In reference to this specific release by Downtown Records, quite why an album is being released through "Digital outlets in the UK" after being available for free online for nearly a year is anyone's guess, but Holiday is certainly an album that deserves to be heard whether inside or outside of the context of the sprawling work of Peter Silberman's Antlers project. Like The Antlers' stunning debut "Hospice" it is a meticulously crafted work composed for a single listen that repeats motifs and tropes throughout without ever becoming repetitive.

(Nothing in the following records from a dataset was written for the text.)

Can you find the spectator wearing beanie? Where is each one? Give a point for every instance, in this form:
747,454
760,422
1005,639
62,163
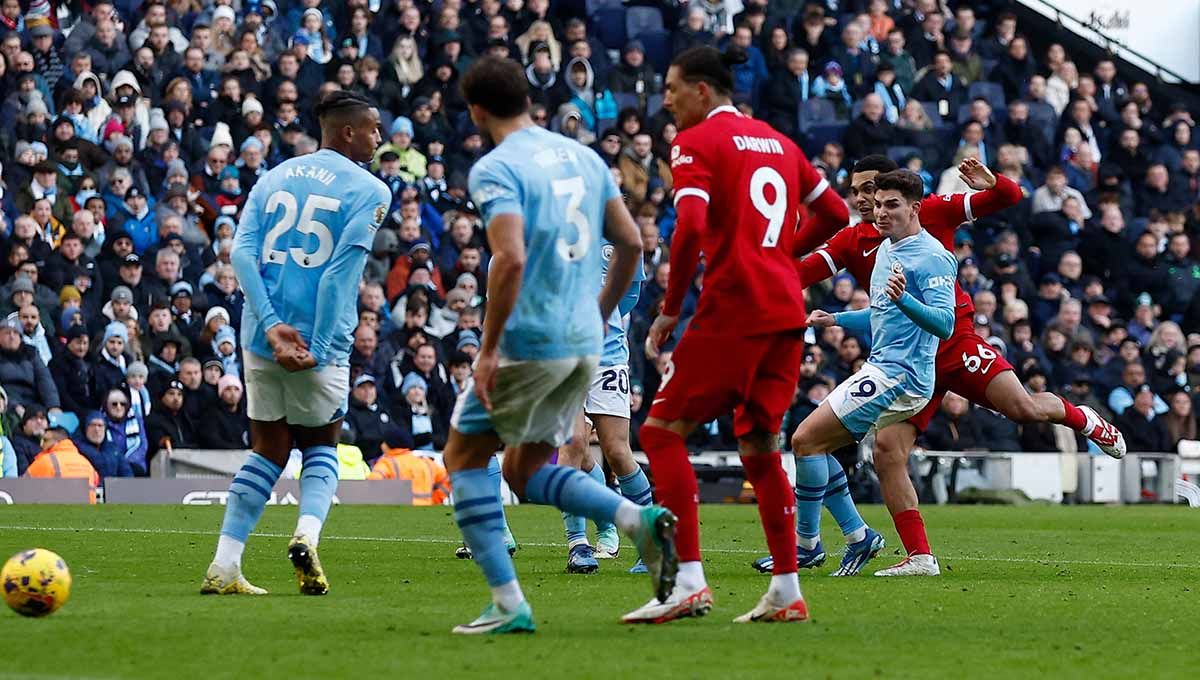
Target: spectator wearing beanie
111,360
91,439
126,429
27,380
226,425
168,425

It is more distant than "Hospice", carrying little of the overbearing emotional weight that it was wrought with but carrying with it a mysterious charm. Many of the falsettos that ring out across the 12 tracks of Holiday are obscured with reverb, leaving the lyrical content as less of a focal point yet not completely obscured. They are at their clearest on the album's highlight 'Amawalk', mirroring the retreating triumphalism of the instrumentation; a repetition of "I Will Be Set Free" giving way to a chorus channelling the billowing assonance of early My Morning Jacket. Again, like "Hospice" it appears in the context of a failing/failed relationship, but there is less reliance on stretched metaphors.